The fix is to develop the skills of considering others. Rather than dwelling on self-pity. Let’s help kids look up. Where can we serve? Who needs me to help them? Who needs a friend? How can I be part of the solution?
Stop Victim Mentality Speaking
It’s time to tackle the words we choose. There are things our kids might say that clue us in to a victim mentality mindset.
Looks for the following phrases:
- “It’s not my fault.”
- “It’s not fair.”
- “She/he made me do it.”
- “I couldn’t help it.”
Point out when you see this kind of victim talk and help end it.
Teach Cause and Effect
Many parents want to come to their child’s aid to help ease the pain and solve the problem. It’s important to teach them their weight of their own choices. This involves letting them experience natural consequences rather than coming to the rescue.
Here are some examples:
- If you forget your lunch, you will be hungry.
- If you don’t study, you will get a bad grade.
- If you don’t take your jacket, you will be cold.
- If you don’t turn in the permission slip, you will not go on the field trip.
- If you do not follow the rules, you will get detention.
- If you do not finish your chores, you will not get to go to your friend’s house.
The following list shows them they have the power to achieve a certain outcome. They can’t rely on us or others to ease the pain of consequences. It’s sometimes hard to let them experience the impact of their own choices, but we must.
Talk About How the World Is
The world is unjust. People can be jerks.
If your kid has a “mean” teacher, it can be frustrating. It might just mean they are more strict or not as warm and fuzzy as teachers in the past. Acknowledge it is hard, but also let them know they they might have a mean boss someday. Life is full of mean people. When they are young and in your care, you have the opportunity to teach them how to respond to different personality types.
When kids go in with the mentality – my teacher is too strict, my coach isn’t fair, my situation is too hard – it transfers to adulthood – It’s my husband’s fault, my boss is mean, it’s the government’s fault.
While I have encouraged you to not immediately respond with, “Life’s not fair,” the truth is, life’s not fair. While under your roof, you have the opportunity to recognize injustice. How do we work against and around that injustice?
The world can be tough. How are we going to respond? Do we lay down and moan or do we stand up and fight? Can we be part of the situation that makes it better?

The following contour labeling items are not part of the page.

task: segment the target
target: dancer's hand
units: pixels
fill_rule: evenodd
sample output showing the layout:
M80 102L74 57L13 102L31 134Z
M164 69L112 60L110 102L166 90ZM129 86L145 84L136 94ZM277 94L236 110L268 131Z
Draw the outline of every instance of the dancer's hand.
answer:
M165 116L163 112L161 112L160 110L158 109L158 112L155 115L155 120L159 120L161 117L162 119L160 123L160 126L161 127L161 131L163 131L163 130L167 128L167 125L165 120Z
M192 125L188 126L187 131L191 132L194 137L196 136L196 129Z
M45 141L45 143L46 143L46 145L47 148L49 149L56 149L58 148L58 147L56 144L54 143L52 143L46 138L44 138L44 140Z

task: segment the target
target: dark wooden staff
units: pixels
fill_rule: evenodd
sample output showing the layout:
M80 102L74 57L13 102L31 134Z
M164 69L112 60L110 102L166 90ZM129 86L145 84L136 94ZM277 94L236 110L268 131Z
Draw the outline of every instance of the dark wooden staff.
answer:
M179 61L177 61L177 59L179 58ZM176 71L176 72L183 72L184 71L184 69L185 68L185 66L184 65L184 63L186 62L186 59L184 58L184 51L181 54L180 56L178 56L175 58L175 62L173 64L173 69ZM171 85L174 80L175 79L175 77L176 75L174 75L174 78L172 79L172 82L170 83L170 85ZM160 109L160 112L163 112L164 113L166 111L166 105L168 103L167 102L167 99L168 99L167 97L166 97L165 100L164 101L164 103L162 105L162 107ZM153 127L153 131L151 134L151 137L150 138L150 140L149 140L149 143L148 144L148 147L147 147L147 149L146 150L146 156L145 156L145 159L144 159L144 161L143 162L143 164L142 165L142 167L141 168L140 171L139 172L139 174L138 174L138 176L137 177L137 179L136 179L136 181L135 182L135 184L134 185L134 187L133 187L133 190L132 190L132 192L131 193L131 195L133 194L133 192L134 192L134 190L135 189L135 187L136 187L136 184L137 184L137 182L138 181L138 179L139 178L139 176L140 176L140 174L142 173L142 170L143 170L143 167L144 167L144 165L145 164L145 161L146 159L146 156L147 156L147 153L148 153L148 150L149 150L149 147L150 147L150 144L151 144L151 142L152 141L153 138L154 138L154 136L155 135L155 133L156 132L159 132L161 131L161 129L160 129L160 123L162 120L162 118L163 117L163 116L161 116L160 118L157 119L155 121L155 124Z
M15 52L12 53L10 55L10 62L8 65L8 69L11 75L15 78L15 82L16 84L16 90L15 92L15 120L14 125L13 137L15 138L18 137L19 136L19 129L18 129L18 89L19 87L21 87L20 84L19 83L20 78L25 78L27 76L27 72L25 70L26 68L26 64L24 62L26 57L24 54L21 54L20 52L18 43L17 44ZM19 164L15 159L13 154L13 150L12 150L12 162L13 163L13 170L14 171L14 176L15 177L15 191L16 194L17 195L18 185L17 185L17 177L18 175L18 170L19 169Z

Each one of our life experiences, the good and the bad, gives us the opportunity to be shaped into a better person. I love the quote, “It’s the rocks in the bed that give the stream its song.”
If you haven’t seen Will Smith’s lesson about responsibility, I encourage you to watch it here (language warning if kids are around…damn is used):
As selfish people, it can be easy and natural to take on victim mentality. As parents, we must be intentional about fighting that mentality.
Love love LOVE this article!!! So helpful and logical!!! I agree with it all so much!
Thanks so much! So sweet of you to comment.
Thank you, Jodi, for sharing this. There is so much I appreciate about this–especially that you list excellent questions for parents (teachers, coaches and friends!) to use in helping someone who feels victimized to explore and problem-solve their issues. Today, more than ever, it is important to encourage thinking of how to solve problems, and YES, to think of others. 🙂
Thanks so much, Kathi. I really appreciate your willingness to take the time to read and comment. Blessings!
Thank you for this post , , , I read it with somewhat a “different pair of eyes” , , I am a GREAT grandmother who, with my hubby, raised our granddaughter’s first born baby boy. He is soon to be 6 yrs. old & she has taken him away to be in an abusive setting with the biological father (out of our state). Our hearts are BROKEN ! But I have been working on mending mine thru prayer (lots of it), discussions with my best Friends & now reading your post. I read many points I can apply to my painful situation, thank you. Linda
That does sound like such a painful situation. I am so so sorry, and I’m sending up prayer now – for protection and healing. Thank you so much for commenting. Thank you also for your willingness to love and care for your grand baby.